Una ciudad que, como digo, no está acostumbrada a que toneladas y toneladas de un precioso y helador manto blanco caigan del cielo para cubrir las calles, volver impracticables las carreteras y destrozar sin piedad millones de árboles. Y esto sí que da pena, porque mi experiencia personal me dice que cada árbol que cae, al menos en mi barrio, es rápidamente sustituido por una capa de asfalto, ya que para evitar futuros problemas no suelen replantarlos, supongo que porque requieren cuidados y hay que ahorrar.

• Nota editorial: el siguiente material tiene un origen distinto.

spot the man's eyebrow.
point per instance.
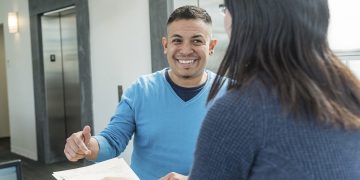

Esta ciudad de la que hablo, la mía, está aún, una semana y pico después del evento, sumida en una especie de caos de baja intensidad que dice mucho acerca de lo escasamente preparados que estamos todos para eventos que se salen de lo habitual, y lo mal que los gestionan los que deben hacerlo.
Cualquiera que haya aprendido artes marciales con un maestro medio decente, o que en su defecto haya visto Kung Fu Panda o Karate Kid, sabe que lo más importante que ha de hacer todo aprendiz de artista marcial en caso de conflicto es reaccionar ante lo que venga sin dar nada por sentado: no tiene sentido esperar una patada, porque el malo a lo mejor te sorprende con un puñetazo, y es mucho mejor simplemente ver que pasa y reaccionar ante lo que se presente… o, como dice en su “Tao del kung fu” Bruce Lee: “el mayor error que se puede tener en un combate es anticipar el resultado” (el famoso “be water, my friend”), lo que no quita, por supuesto, que se presuponga que hayas entrenado para saber reaccionar ante ambas posibilidades y que tu cuerpo haya interiorizado una reacción ante la patada o el puño que se dirijan contra tu cara.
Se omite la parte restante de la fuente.